I learned yesterday that a fairly recent acquaintance had died. He was 15 years younger than me, and found dead in his bed. He had joined our contradance group this year, so was in better than average health. This sort of event generally leads to sober thoughts.
But, why?
Lloyds of London doesn’t insure lives, although it has insured quite a few quirky things over the centuries. Why? Because they only insure things that one has a reasonable expectation of keeping: A ship, a home, a voice, and so on. One’s life is terminal: It Will End.
One is more likely to die of any of a thousand ridiculous causes than to win a lottery jackpot. For us middle agers, strokes and coronary events rise to nearly the same order of fatal risk as driving to work. My aunt died of a cancer at 61 that she didn’t know she even had a month earlier. My father died at 77 because of a momentary attention lapse coupled with a mud puddle on the bicycle path. My maternal grandfather was killed impartially by the Allies in 1945, and my paternal grandfather by obesity in his 60’s. Both grandmothers faded away, dying in their 80’s of general wearing out. I’ve known contemporaries who died of cancer, heart disease, Huntington’s Disease, from buying stimulants from an unreliable source, and of undiagnosed or mistreated depression (suicide). I have twice been present as someone took their final breath.
A surprising death is generally harder on the survivors, but easier on the participant. So the law attempts to prevent us from selecting our own manner of termination, and penalizes all accomplices to such attempts. As Erich recently discussed.
Pascal Boyer argues persuasively in his book “Religion Explained” that apperception about death is a leading cause of religion. Douglas Adams pointed out that we — as an instinctive toolmaking species — don’t intuitively understand things becoming, without being made by some agent. Similarly, we living beings have trouble understanding at a deep level why apparently intact associates suddenly become inanimate.
Back to my local world: Another member of my dance community has departed. Sad as the departure may make us feel, we are richer for having had his presence. In keeping his memory, his spirit stays with us. Even with those of us who don’t believe in sentient disembodied spirits.
I just had a stroke.
It came out of the blue, and I didn't realise it was a stroke, until the doctor pronouced.I thought it the onset of 'flu.
No-one realises how bad it is, how utterly banal, and yet life-changing,
I don't want this.
Dan:
I'm sorry to hear that your friend has died.
Deaths that occur suddenly not only intensify the sadness, but they also seem to confuse us.
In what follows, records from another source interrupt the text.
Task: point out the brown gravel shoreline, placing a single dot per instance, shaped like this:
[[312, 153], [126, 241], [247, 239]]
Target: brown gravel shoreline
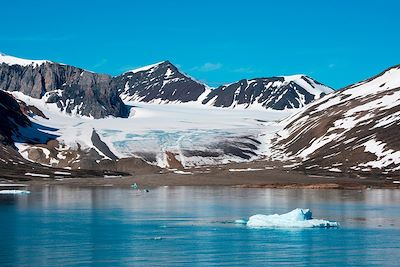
[[258, 174]]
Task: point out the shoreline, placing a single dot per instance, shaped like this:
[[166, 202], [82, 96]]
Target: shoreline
[[256, 174]]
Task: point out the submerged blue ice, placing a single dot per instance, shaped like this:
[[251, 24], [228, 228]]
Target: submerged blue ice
[[297, 218], [14, 192]]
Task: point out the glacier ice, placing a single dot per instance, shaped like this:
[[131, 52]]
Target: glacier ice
[[297, 218]]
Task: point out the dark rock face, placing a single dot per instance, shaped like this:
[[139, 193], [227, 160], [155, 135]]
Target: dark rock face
[[275, 93], [11, 118], [73, 89], [160, 82]]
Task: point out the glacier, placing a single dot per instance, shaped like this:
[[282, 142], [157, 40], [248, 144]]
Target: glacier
[[297, 218]]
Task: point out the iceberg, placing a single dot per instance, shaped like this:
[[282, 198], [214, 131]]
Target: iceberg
[[14, 192], [297, 218]]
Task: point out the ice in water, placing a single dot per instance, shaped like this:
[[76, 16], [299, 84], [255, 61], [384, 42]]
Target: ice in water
[[297, 218]]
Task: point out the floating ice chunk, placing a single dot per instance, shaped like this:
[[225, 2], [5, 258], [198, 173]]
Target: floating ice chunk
[[298, 218], [14, 192]]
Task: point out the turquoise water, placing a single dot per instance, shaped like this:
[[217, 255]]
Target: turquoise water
[[183, 226]]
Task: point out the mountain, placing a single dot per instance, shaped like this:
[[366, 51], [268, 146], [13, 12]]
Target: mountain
[[160, 83], [72, 90], [286, 92], [354, 130]]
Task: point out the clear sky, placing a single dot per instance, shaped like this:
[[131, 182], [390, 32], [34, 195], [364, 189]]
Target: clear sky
[[336, 42]]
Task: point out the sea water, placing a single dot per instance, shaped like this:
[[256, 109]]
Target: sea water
[[189, 226]]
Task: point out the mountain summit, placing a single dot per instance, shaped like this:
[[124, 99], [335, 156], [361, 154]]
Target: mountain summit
[[161, 83]]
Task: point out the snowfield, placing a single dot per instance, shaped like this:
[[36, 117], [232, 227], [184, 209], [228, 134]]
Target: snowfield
[[196, 134]]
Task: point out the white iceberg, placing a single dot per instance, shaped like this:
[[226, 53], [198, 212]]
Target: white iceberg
[[297, 218], [14, 192]]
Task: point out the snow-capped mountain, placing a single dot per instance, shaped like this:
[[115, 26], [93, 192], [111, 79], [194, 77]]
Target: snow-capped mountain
[[158, 83], [352, 130], [70, 89], [286, 92]]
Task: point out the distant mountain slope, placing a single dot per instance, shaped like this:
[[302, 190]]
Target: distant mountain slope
[[353, 130], [159, 83], [278, 93], [72, 89]]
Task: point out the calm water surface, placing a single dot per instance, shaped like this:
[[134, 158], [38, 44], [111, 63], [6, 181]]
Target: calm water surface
[[184, 226]]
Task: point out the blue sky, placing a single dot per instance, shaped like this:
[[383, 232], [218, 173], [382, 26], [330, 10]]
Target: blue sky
[[335, 42]]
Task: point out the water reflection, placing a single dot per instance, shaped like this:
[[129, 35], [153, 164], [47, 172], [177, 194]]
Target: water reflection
[[180, 225]]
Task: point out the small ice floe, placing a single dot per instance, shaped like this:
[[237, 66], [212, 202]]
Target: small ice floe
[[241, 221], [245, 170], [37, 175], [182, 172], [14, 192], [298, 218], [62, 173]]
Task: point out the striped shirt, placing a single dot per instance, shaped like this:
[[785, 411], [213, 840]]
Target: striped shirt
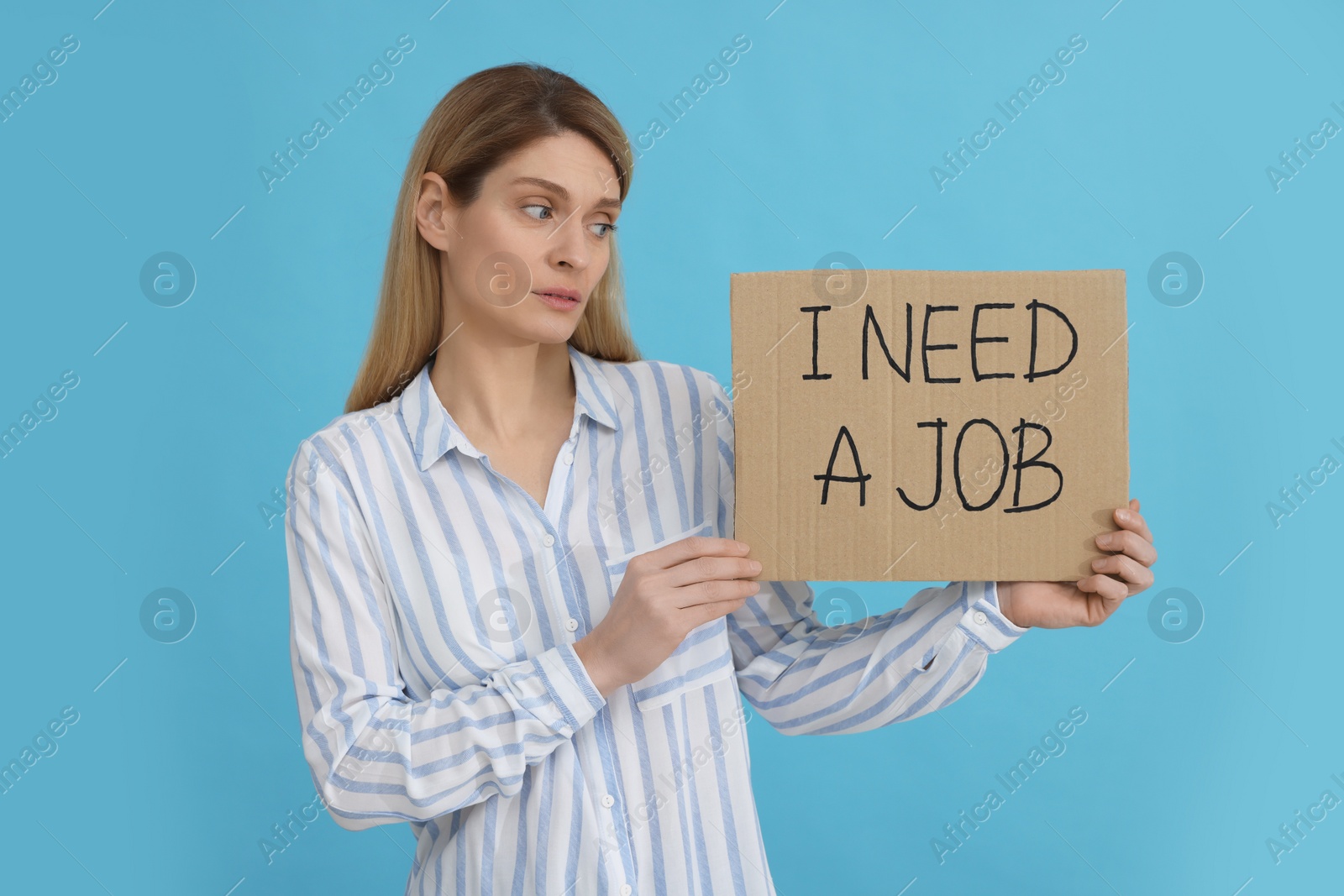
[[434, 606]]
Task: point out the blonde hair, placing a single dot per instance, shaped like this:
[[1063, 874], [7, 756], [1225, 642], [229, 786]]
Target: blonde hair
[[477, 125]]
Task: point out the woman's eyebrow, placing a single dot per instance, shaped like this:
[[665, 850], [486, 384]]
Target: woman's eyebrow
[[606, 202]]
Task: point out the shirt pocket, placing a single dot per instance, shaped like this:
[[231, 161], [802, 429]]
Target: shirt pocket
[[703, 658]]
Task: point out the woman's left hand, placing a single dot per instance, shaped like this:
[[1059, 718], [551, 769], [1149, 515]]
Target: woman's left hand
[[1059, 605]]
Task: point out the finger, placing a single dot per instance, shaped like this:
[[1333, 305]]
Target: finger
[[1104, 586], [1128, 543], [711, 593], [696, 546], [702, 613], [1136, 575], [1133, 520], [707, 569]]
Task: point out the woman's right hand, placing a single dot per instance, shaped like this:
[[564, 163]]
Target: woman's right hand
[[664, 595]]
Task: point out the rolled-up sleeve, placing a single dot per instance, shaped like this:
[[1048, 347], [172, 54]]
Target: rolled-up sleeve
[[375, 754], [806, 678]]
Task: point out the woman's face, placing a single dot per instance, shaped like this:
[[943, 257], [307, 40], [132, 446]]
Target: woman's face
[[542, 224]]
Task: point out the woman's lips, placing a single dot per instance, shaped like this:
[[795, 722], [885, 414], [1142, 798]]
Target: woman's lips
[[561, 302]]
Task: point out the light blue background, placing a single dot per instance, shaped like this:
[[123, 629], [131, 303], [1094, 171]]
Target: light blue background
[[820, 141]]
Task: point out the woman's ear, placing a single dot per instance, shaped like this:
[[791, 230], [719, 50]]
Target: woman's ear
[[436, 214]]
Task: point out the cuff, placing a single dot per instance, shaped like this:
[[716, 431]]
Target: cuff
[[570, 687], [984, 622]]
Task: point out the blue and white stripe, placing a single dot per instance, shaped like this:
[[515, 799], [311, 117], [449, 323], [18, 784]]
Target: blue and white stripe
[[434, 606]]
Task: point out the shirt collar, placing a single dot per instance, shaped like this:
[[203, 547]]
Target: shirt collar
[[434, 432]]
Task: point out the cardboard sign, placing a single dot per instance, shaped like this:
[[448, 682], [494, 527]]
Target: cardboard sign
[[929, 425]]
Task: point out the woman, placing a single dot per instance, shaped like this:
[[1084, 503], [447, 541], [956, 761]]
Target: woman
[[517, 620]]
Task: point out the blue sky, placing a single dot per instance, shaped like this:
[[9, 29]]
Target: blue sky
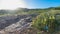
[[42, 3], [13, 4]]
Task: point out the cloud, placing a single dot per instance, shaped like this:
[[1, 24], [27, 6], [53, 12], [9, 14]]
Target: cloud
[[12, 4]]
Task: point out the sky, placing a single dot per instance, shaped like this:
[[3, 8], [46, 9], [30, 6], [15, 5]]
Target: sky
[[13, 4]]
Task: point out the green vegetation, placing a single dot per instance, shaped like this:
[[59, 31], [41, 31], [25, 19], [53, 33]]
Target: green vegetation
[[47, 21]]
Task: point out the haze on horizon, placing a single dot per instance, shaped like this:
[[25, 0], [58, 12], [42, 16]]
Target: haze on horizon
[[31, 4]]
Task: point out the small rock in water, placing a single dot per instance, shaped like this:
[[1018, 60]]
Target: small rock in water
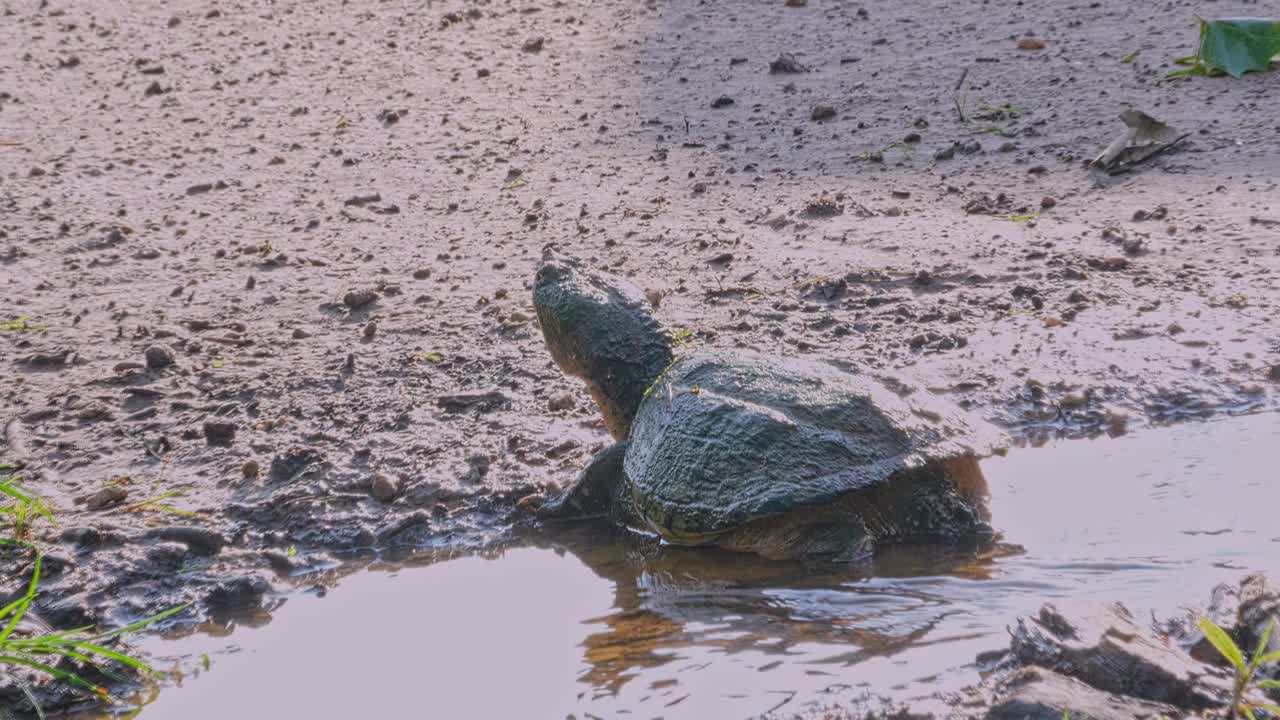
[[219, 434], [357, 299], [159, 356], [563, 401], [822, 113], [384, 487]]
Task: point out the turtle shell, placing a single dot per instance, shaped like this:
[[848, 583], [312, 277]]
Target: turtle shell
[[727, 437]]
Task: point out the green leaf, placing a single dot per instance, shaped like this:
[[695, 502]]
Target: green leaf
[[1239, 45], [1223, 642], [51, 671], [19, 607]]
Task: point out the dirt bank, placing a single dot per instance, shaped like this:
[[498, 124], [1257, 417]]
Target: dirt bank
[[269, 254]]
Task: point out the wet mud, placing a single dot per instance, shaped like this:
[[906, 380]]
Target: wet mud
[[272, 263]]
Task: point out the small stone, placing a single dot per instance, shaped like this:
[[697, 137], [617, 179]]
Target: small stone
[[356, 299], [384, 487], [822, 113], [786, 64], [563, 401], [106, 497], [219, 434], [159, 356]]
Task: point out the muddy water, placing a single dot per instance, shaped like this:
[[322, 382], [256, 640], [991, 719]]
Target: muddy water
[[586, 625]]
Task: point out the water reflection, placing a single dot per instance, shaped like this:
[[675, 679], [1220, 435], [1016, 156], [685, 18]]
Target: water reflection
[[590, 624]]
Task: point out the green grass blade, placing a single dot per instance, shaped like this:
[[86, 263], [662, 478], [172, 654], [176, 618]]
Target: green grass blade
[[19, 610], [1223, 642], [35, 703], [1262, 646], [113, 655], [1269, 657], [140, 624], [51, 671]]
I pondered this confusion about ten years ago when a friend of mine (I’ll call her “Karen”) died of an aneurysm in her sleep (she was survived by a husband and two children).
Back then, it occurred to me that we are constantly in the throes of an illusion of perceptual “fullness” that is exposed only occasionally, suddenly and unexpectedly, for instance, when an impending migraine creates a temporary “hole” in one’s visual field. We almost always seem to be looking at a full picture.
Given that none of us has a God’s-eye view, perceptual and memory gaps are everywhere, though not normally apparent; at any given moment, it’s very difficult to think of what might be “missing” from our perception—the answer, of course, is boatloads of stuff. Even with the death of a close friend, one’s loss is quickly obscured by the “fullness” of one’s perceptions.
I’ve never experienced this contradiction more poignantly than in the weeks following Karen’s all-too-sudden death. I wrote the following to the Karen’s husband:
Dan,
Sorry to hear of the death of your friend. Has his family come to terms with the matter yet? Surprises like this are rather un-nerving.
Dan: sorry to hear about your friend.